Sur les frais d’instance :
7. Il y a lieu, dans les circonstances de l’espèce, de mettre à la charge de l’Etat une somme de 1 500 euros à verser à M. A au titre des dispositions de l’article L. 761-1 du code de justice administrative.
D E C I D E:
Article 1er : L’arrêté du 1er décembre 2021 est annulé.
Article 2 : Il est enjoint au ministre des armées de procéder à la réintégration de M. A dans son affectation d’origine, dans un délai de deux mois à compter de la notification du présent jugement
Article 3 : L’Etat versera à M. A une somme de 1 500 euros au titre des dispositions de l’article L. 761-1 du code de justice administrative.

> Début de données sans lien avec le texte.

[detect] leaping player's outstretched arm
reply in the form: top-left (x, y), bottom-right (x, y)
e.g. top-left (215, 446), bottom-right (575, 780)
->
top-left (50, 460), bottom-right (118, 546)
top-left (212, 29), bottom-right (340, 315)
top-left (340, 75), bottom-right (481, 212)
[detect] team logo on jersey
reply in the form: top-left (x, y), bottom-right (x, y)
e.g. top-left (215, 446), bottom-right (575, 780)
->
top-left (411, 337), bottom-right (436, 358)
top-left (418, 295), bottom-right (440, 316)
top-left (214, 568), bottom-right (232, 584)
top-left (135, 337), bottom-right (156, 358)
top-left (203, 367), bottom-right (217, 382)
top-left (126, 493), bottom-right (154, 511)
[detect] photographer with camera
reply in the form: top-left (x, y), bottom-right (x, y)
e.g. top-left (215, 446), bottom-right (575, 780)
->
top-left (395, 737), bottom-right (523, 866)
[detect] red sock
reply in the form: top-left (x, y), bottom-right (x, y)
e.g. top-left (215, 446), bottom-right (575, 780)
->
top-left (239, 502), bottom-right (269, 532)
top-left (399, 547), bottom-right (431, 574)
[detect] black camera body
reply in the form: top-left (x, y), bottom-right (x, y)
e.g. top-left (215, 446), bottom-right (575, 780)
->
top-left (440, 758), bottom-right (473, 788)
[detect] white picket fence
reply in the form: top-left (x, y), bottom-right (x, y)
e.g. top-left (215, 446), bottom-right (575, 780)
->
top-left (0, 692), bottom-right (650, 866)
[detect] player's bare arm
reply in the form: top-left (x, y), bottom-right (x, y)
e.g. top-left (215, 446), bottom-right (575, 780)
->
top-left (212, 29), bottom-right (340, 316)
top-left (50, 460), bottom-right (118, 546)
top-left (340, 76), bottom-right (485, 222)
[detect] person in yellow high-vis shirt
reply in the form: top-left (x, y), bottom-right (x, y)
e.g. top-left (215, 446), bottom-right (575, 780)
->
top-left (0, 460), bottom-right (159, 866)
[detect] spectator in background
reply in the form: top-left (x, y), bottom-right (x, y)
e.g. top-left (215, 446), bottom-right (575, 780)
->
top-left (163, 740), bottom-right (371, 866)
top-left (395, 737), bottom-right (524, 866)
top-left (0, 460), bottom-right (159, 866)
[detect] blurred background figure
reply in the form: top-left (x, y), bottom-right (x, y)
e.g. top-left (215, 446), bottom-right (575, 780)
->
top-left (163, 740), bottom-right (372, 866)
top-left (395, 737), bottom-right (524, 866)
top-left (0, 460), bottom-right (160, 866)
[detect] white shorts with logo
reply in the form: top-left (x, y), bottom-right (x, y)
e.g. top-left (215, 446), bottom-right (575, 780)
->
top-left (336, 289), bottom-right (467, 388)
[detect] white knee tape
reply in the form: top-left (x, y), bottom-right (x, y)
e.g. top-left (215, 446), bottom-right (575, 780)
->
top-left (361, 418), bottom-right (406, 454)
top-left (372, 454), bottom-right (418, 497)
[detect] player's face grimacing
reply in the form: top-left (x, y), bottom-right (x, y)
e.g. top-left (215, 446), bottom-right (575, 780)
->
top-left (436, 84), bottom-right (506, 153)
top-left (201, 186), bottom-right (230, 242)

Article 4 : Le surplus des conclusions de la requête est rejeté.
Article 5 : Le présent jugement sera notifié à M. C A et au ministre des armées.
Délibéré après l’audience du 8 juillet 2025, à laquelle siégeaient :
Mme Carotenuto, présidente,
Mme Soddu, première conseillère,
Mme Mérard, première conseillère.
Rendu public par mise à disposition au greffe le 29 juillet 2025.
La rapporteure,
N. SODDU
La présidente,
S. CAROTENUTO La greffière,
M. B
La République mande et ordonne au ministre des armées en ce qui le concerne et à tous commissaires de justice à ce requis en ce qui concerne les voies de droit commun, contre les parties privées, de pourvoir à l’exécution de la présente décision.